Overview Flashcards
Recall all important concepts presented in the course
What is statistics? (informal)
It is a field that takes the data in the world and transforms that into Information, that can be used to make decisions.
What is a Scatter Plot? Give a reason to use it.
In that kind of graph, each data point is plotted as a dot at a Cartesian plan.
On the Scatter Plot we can see if the data has a linear relationship or not.
What are outliers?
They are data points that deviate a lot from the expectation and can distort the mean of the data set.
What is a bar chart? Give a reason to use it.
In a bar chart, we choose an interval in the x axis and we aggregate the values of the data points in that interval, creating a bar with the mean of all values.
That way we get rid of the noise and get a better understanding of the Global Trend of the data
What is a histogram?
A histogram is a special case of a Bar Chart.
While Bar Charts look at 2D data, histograms look at 1D data.
In histograms, the X axis is the data we are seeing (e.g. salary) and on the Y axis we see the frequency (or count) of how many data points fall into the interval defined in the X axis.
Ex:. from $120.000 to $130.000 salary, how many employees fall into that bucket?
What is the Simpsons Paradox, also know as the reversal paradox?
is a phenomenon inprobabilityandstatistics, in which a trend appears in several different groups of data but disappears or reverses when these groups are combined. It is sometimes given the descriptive titlereversal paradoxoramalgamation paradox.
Seen on the UC Berkeley Gender Bias study
What is probability theory?
Probability Theory is the branch of math that deals with Probability. Probability measures the likelihood of an event to occur.
What is the first law of probability?
The sum of the probability (P) of each possible event to happen is always 1.
What is the probability of multiple independent events to happen?
is the product of their probability.
What is a conditional probability? Give an example.
It is the probability of an event to happen given that a dependent event has happened.
Ex: the probability of a cancer test be positive given that the pacient has cancer.
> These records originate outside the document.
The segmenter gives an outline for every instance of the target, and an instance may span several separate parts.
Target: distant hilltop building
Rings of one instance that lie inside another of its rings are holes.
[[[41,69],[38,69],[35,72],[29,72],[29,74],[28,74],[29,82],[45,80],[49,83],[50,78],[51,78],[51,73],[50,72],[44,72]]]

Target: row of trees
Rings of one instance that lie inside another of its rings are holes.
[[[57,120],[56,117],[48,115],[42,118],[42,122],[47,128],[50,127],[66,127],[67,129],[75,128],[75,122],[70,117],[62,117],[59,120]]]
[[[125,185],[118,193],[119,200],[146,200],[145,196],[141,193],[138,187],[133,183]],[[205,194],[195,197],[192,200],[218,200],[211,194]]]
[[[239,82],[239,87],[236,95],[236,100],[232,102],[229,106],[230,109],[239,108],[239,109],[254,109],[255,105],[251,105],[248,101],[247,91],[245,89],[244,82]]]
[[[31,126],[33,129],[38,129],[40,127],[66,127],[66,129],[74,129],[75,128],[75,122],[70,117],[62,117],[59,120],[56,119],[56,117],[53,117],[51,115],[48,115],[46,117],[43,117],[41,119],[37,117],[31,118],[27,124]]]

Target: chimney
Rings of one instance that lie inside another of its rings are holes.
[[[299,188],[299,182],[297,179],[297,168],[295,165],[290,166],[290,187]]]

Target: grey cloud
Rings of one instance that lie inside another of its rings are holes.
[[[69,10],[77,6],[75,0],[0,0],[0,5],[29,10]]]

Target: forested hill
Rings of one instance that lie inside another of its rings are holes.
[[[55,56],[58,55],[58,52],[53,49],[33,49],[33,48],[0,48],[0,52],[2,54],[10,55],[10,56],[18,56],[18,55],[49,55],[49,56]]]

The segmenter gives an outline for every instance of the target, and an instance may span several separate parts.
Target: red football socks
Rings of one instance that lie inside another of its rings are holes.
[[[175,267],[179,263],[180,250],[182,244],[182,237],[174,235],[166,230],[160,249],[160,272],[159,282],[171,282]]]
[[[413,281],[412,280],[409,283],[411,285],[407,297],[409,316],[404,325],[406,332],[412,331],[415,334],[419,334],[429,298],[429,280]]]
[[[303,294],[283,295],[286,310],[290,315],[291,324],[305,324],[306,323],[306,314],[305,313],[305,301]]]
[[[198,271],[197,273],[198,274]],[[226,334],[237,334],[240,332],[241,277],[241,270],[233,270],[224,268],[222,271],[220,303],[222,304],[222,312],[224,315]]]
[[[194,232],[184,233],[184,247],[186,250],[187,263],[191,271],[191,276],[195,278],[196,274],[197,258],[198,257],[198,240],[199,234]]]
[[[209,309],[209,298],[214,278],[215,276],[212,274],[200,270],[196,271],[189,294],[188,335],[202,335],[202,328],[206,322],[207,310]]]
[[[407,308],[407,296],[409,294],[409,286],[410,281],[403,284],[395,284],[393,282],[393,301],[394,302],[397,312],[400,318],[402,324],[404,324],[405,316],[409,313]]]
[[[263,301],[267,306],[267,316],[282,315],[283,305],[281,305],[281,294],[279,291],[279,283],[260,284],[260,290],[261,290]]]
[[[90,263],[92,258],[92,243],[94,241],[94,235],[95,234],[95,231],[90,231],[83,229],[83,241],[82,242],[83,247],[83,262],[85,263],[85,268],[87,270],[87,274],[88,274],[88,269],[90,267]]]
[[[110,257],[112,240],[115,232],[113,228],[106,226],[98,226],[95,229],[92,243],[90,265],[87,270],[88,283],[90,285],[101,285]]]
What is the notation of the conditional probability of outcome A given an outcome B has happened?
P( Outcome A | Outcome B )
Given an event A that depends on event B. What is the total probability of A? Use as examples of A and B a cancer test being positive and the pacient having cancer.
P(Positive) = P(Positive|Cancer)*P(Cancer) +
P(Positive|!Cancer)*P(!Cancer)
What is Bayes Rule?
It is a method to discover the probability of an event given the outcome of an event dependent to it. (eg; probability of having cancer given a test result is positive)
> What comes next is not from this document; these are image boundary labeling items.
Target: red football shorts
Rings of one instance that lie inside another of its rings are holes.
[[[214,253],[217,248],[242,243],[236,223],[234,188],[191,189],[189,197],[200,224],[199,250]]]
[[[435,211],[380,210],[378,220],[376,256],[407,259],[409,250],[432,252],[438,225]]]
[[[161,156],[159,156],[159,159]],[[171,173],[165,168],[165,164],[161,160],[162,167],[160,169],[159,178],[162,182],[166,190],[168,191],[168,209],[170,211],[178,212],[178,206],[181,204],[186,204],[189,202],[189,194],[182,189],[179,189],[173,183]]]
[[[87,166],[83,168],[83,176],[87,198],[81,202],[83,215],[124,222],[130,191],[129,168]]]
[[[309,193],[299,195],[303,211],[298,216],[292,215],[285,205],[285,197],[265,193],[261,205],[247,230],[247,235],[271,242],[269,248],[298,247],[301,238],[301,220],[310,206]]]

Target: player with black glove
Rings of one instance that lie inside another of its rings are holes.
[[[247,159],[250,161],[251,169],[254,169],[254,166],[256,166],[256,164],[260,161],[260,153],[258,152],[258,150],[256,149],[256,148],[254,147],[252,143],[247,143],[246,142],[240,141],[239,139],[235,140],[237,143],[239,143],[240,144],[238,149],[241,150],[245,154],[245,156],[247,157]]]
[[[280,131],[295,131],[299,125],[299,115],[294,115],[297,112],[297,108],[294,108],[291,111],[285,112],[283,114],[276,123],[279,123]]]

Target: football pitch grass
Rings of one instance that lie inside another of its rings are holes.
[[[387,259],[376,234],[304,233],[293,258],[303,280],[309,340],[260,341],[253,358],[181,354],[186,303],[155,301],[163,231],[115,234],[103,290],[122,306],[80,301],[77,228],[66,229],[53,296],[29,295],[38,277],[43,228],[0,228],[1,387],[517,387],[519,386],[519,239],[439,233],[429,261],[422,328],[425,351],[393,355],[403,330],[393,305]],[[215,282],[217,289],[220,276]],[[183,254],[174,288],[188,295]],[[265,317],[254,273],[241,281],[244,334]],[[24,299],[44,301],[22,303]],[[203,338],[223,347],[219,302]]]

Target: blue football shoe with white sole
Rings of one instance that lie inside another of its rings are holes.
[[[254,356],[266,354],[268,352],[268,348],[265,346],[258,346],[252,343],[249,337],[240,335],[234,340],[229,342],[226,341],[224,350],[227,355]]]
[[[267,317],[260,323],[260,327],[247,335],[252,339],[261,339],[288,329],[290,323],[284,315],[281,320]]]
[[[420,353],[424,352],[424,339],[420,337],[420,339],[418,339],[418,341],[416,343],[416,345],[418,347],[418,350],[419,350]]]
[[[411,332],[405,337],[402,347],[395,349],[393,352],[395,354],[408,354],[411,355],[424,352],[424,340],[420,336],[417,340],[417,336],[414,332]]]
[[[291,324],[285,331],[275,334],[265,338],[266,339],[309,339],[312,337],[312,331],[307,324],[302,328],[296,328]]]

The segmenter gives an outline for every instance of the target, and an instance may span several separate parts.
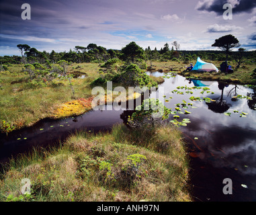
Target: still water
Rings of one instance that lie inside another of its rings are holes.
[[[148,72],[148,75],[164,75],[159,72]],[[176,104],[183,101],[193,103],[185,109],[179,105],[181,112],[187,110],[190,114],[177,115],[180,116],[178,121],[183,118],[191,121],[180,129],[187,142],[194,200],[256,201],[256,92],[244,86],[187,80],[179,75],[165,79],[159,85],[163,89],[163,95],[157,91],[151,94],[151,97],[165,95],[163,101],[169,100],[165,101],[165,105],[173,111]],[[181,86],[210,89],[202,93],[202,89],[177,89]],[[237,97],[239,95],[242,98]],[[208,97],[212,101],[192,101],[189,99],[191,96]],[[247,96],[253,99],[248,99]],[[113,125],[124,123],[132,112],[125,107],[118,111],[106,110],[107,107],[105,110],[62,120],[46,119],[32,127],[14,131],[8,136],[1,134],[0,162],[7,161],[12,155],[28,151],[32,146],[46,147],[58,140],[63,140],[75,130],[110,130]],[[224,113],[231,114],[226,116]],[[173,115],[170,115],[171,120]],[[223,180],[226,178],[232,180],[232,194],[223,194]]]

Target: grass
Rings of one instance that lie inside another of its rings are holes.
[[[213,63],[220,70],[220,65],[222,61],[205,60],[208,62]],[[239,69],[235,69],[237,63],[231,61],[228,62],[229,64],[234,69],[234,73],[230,74],[224,74],[219,71],[219,73],[197,73],[197,72],[183,72],[185,70],[190,63],[194,65],[196,63],[196,60],[191,60],[188,63],[168,61],[168,62],[153,62],[152,71],[163,71],[168,73],[171,71],[178,71],[178,73],[184,77],[192,77],[194,78],[202,78],[209,81],[222,81],[225,82],[232,83],[234,84],[247,85],[255,84],[251,77],[253,71],[256,68],[256,64],[242,64]],[[147,62],[147,66],[150,66],[150,62]]]
[[[76,64],[71,66],[74,70]],[[81,72],[86,71],[84,79],[73,79],[77,98],[91,97],[89,83],[99,77],[97,64],[83,64]],[[0,74],[0,120],[5,120],[15,128],[29,126],[37,121],[52,117],[62,104],[71,101],[72,91],[68,81],[59,81],[54,85],[42,87],[28,86],[28,76],[22,73],[22,65],[9,67],[9,73]]]
[[[221,63],[219,61],[206,61],[212,62],[217,67]],[[196,60],[192,60],[191,62],[195,64]],[[223,81],[235,84],[253,84],[250,74],[255,69],[255,64],[242,64],[240,69],[234,70],[234,73],[228,75],[222,73],[181,73],[189,63],[154,61],[151,70],[165,73],[178,71],[185,77]],[[231,62],[230,64],[232,68],[235,67],[236,63]],[[149,67],[150,61],[146,64]],[[0,123],[1,120],[5,120],[10,126],[14,126],[15,129],[32,126],[45,118],[54,118],[56,112],[63,104],[75,100],[71,98],[73,94],[67,80],[56,81],[46,87],[30,87],[28,85],[28,76],[22,72],[22,67],[11,65],[8,67],[9,72],[0,73]],[[69,66],[69,72],[85,74],[86,77],[83,79],[74,79],[72,81],[77,98],[91,97],[90,83],[99,77],[99,69],[98,63],[73,63]],[[158,83],[164,81],[162,77],[151,78]],[[83,111],[79,112],[83,114]]]
[[[58,147],[34,150],[5,167],[0,201],[191,200],[185,146],[171,126],[79,132]],[[19,199],[23,178],[30,180],[32,193]]]

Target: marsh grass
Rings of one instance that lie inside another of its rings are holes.
[[[106,134],[80,131],[13,159],[1,177],[0,200],[21,195],[28,178],[35,201],[190,201],[180,132],[167,126],[139,132],[124,125]]]

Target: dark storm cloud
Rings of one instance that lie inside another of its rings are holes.
[[[253,11],[253,9],[256,7],[256,1],[255,0],[238,0],[237,2],[228,0],[207,0],[199,1],[196,9],[198,11],[206,11],[208,12],[214,11],[218,15],[222,15],[224,11],[223,5],[227,3],[231,3],[232,5],[233,13],[239,13],[242,12],[251,13]]]
[[[249,36],[249,39],[251,40],[256,41],[256,32]]]

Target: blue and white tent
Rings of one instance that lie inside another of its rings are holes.
[[[200,57],[198,58],[198,61],[195,66],[193,67],[191,71],[214,71],[218,72],[218,69],[212,63],[206,62],[200,59]]]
Write an example of Bayes Rule calculation for having cancer given the test was positive. Show which terms are the Posterior, the Joint and the Prior probabilities.
P(Cancer) - prior probability
P(Positive) = P(Positive | Cancer)P(C) + P(Positive | !Cancer)P(!Cancer) - total probability (normalizer)
P(Cancer | Positive) = P(Positive | Cancer) * P(Cancer) / P(Positive) - posterior probability
In a continuous distribution of probability, what is the probability of a specific data point?
Zero
What is a density function?
It is an equation that represents a continuous distribution of probability.